Francisco Figueiredo a également déclaré à Lusa que l’IPP doit s’assurer que les travailleurs sont absorbés par l’entreprise qui remplacera StatusVoga, mais le responsable de l’action sociale à l’école polytechnique a déclaré que légalement l’IPP ne peut rien faire pour la « situation difficile » dans laquelle les travailleurs sont trouver et que la solution devra être trouvée entre les entreprises.

En cause, 19 travailleurs sur un total de 50, dont la plupart avaient un contrat qui a pris fin entre-temps.

StatusVoga a admis, dans une demande de clarification de Lusa, au début de ce processus, qu’elle avait des arriérés de salaires, une situation qu’elle a attribuée aux difficultés de trésorerie causées par la pandémie et au manque de paiements de la Sécurité sociale.

Dans une réponse écrite, l’entreprise a indiqué que « depuis septembre 2020, toutes les demandes que l’entreprise a formulées en faveur de la reprise progressive sont en attente auprès de l’Institut de sécurité sociale ».

Le directeur de l’entreprise, Miguel Gomes a expliqué que le retard de cette réception est dû à « l’absence de vérification du statut cotisant régulier auprès de la Sécurité sociale », mais ajoute que les dettes que l’entreprise a contractées se réfèrent à des périodes postérieures à mars 2020, « car la Sécurité sociale L’Institut lui-même a mis des mois à payer les demandes de licenciement simplifiées ».

« Face à cette situation, l’entreprise a dû choisir d’utiliser sa maigre trésorerie pour payer les cotisations sociales ou payer les salaires.
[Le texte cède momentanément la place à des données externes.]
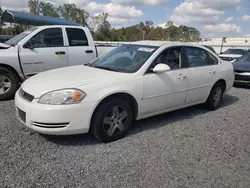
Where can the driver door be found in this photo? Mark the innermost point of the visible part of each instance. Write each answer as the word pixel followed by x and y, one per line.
pixel 45 51
pixel 168 90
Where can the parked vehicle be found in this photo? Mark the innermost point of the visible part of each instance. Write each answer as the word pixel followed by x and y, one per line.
pixel 210 48
pixel 44 48
pixel 232 54
pixel 131 82
pixel 242 70
pixel 4 38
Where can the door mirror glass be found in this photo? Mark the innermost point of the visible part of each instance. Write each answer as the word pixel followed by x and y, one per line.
pixel 160 68
pixel 29 45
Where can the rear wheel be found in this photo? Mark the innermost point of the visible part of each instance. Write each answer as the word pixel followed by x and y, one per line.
pixel 112 120
pixel 215 97
pixel 9 84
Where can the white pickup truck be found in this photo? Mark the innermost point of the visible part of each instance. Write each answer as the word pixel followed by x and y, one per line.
pixel 44 48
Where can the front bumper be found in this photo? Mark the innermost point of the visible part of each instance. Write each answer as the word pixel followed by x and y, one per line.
pixel 54 119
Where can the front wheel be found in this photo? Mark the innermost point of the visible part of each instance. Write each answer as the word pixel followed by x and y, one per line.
pixel 9 84
pixel 215 97
pixel 112 120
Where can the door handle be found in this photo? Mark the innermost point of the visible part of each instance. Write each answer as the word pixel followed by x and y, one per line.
pixel 89 51
pixel 60 53
pixel 182 77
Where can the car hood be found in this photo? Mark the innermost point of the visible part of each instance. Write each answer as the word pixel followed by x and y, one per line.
pixel 69 77
pixel 241 66
pixel 4 46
Elle a opté pour la seconde option et payé les salaires, et souffre désormais de son choix », précise l’entreprise.

Le Syndicat des travailleurs de l’hôtellerie, du tourisme, de la restauration et des industries assimilées du Nord a envoyé une présentation au ministère du Travail, de la Solidarité et de la Sécurité sociale, mettant en garde contre le « grave problème social » de ces travailleurs, qui ont des salaires d’avril, mai, juin et juillet 2021, ainsi que les intérêts de retard.
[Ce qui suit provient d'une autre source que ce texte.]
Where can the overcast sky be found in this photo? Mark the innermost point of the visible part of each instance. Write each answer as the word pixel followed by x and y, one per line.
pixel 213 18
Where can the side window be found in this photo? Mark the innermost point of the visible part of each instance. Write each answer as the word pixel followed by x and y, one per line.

Selon le syndicat, lors d’une réunion tenue en août entre la Direction générale de l’emploi et des relations professionnelles (DGERT), les techniciens de la Sécurité sociale de Porto et cette structure syndicale, un « principe d’accord » a été supposé pour l’approbation des demandes d’accompagnement. réalisés par les 19 ouvriers.

Cependant, après la fin de la réunion, la Sécurité sociale a informé qu’il n’était pas possible de procéder aux reports du fait que Statusvoga avait déclaré à cette même institution que les contrats de travail des travailleurs avaient pris fin, a-t-il révélé.

Le syndicat souligne que Statusvoga a déjà précisé par écrit à la sécurité sociale qu’il n’avait pas résilié les contrats de travail.

L’entreprise « a informé la Sécurité sociale qu’il y avait eu un renversement du fonctionnement du service de repas dans les cantines et les bars et que les 19 travailleurs ont été transférés aux Services sociaux d’IPP avec lesquels Statusvoga avait un contrat pour exploiter le service de repas ».

S’adressant à Lusa aujourd’hui, le responsable de l’action sociale à l’IPP a réaffirmé que les travailleurs n’appartiennent pas à l’École polytechnique, mais à l’entreprise qui exploitait les bars et les cantines, et que c’est entre StatusVoga et l’entreprise qui a remporté le concours, qui est toujours en cours, qu’il faudra trouver la solution.

« Ce n’est pas parce qu’ils manifestent à la porte de l’IPP que nous assumerons des responsabilités qui ne découlent pas de la loi », a déclaré Ivo Costa Santos.

Il a estimé qu’il était « injuste et incorrect » de tenir l’IPP pour responsable d’un processus « dont il est totalement étranger », bien qu' »étant concerné et cherchant une solution qui protège, en premier lieu, l’intérêt public, mais aussi les intérêts des travailleurs ».